Его глушанское уважение к доктору дополнялось чувством солидарности с женщиной такой же судьбы. Возможно, то, что и мадам Адамович тоже «кулачка», поднимало его в собственных глазах. Не говорите, что раскулачивали безграмотных мужиков! Вряд ли он был заинтересован -«отдать» и эту семью «бандитам». Так что и его, вероятно, устроил результат первого обыска.
Второй же случай должен был смутить его по-настоящему. Убежали в «банду» сестра докторши с мужем, который, как оказалось, к тому же коммунист. Вот кого она приютила, а раз кто-то из семьи ушел в лес -это уже не «раскулаченная» семья, а партизанская, «бандитская».
За одну ночь «социальное положение» наше в глазах бургомистра и немецких властей сразу поменялось - с плюсового на минусовое. (Как до войны, если кто-то скрыл, а потом выяснилось, что отец «репрессирован органами» или что брат-сват служил у белых.)

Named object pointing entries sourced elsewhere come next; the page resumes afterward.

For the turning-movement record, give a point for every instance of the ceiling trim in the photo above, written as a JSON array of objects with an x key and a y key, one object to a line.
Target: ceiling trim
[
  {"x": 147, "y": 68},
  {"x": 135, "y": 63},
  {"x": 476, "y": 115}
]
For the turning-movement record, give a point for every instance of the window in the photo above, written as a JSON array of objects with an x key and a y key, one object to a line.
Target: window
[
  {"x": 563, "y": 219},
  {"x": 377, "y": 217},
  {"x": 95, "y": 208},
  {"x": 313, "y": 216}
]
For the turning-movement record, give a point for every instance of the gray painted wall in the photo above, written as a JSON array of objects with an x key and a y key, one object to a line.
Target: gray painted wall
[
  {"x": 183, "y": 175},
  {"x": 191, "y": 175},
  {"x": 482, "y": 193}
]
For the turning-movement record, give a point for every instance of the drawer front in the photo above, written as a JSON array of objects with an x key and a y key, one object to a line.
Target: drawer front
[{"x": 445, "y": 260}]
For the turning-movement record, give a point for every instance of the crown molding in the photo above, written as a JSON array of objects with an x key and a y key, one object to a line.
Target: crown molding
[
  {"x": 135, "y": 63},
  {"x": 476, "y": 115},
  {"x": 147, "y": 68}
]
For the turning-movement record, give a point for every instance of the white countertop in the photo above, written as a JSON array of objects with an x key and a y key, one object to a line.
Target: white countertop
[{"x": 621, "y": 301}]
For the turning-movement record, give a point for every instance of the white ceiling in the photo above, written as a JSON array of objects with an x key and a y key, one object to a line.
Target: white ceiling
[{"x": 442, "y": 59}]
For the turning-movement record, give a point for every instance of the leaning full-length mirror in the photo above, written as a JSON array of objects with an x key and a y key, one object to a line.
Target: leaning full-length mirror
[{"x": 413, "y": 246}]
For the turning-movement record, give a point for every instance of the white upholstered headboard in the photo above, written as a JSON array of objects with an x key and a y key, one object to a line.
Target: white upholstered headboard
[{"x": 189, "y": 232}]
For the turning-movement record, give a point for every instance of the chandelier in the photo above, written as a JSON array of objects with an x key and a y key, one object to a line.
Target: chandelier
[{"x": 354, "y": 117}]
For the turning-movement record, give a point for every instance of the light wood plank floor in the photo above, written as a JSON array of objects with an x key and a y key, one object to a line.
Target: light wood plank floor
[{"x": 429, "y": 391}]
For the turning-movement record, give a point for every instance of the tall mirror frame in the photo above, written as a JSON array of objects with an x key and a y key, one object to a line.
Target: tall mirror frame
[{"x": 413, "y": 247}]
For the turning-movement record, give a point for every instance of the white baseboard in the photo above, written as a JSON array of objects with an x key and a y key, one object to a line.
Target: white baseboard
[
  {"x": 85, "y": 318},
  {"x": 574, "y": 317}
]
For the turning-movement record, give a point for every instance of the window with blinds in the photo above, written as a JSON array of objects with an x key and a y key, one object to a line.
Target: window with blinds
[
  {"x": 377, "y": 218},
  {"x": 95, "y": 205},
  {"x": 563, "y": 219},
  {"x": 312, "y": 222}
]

Мы в ту ночь все собрались бежать к партизанам, дорожка к ним была уже нахожена. Мама и плакала, спрашивая: «Куда я поведу стариков перед самой зимой?» - после того как сани Лещуна уже умчали Соню с малой Галкой и Петю, а мы с братом ее уговаривали: «Уйдем, мама!», но она и сама понимала: остаться - значит быть тут же схваченными, немцы такого не прощают! Легли, не раздеваясь: «Поспите немножко, детки!» - что-то обдумывала, решала и, видимо, решила, но когда утренний свет вломился в окна, она, очнувшись, тут же погнала нас из дому: что, что мы, детки, сделали, мы погибли, уходите немедленно к Левковичу (дорожно-шоссейный наш начальник, тоже был связан с партизанами) и не возвращайтесь, Богом молю, не возвращайтесь, пока сама не позову! Что бы ни случилось!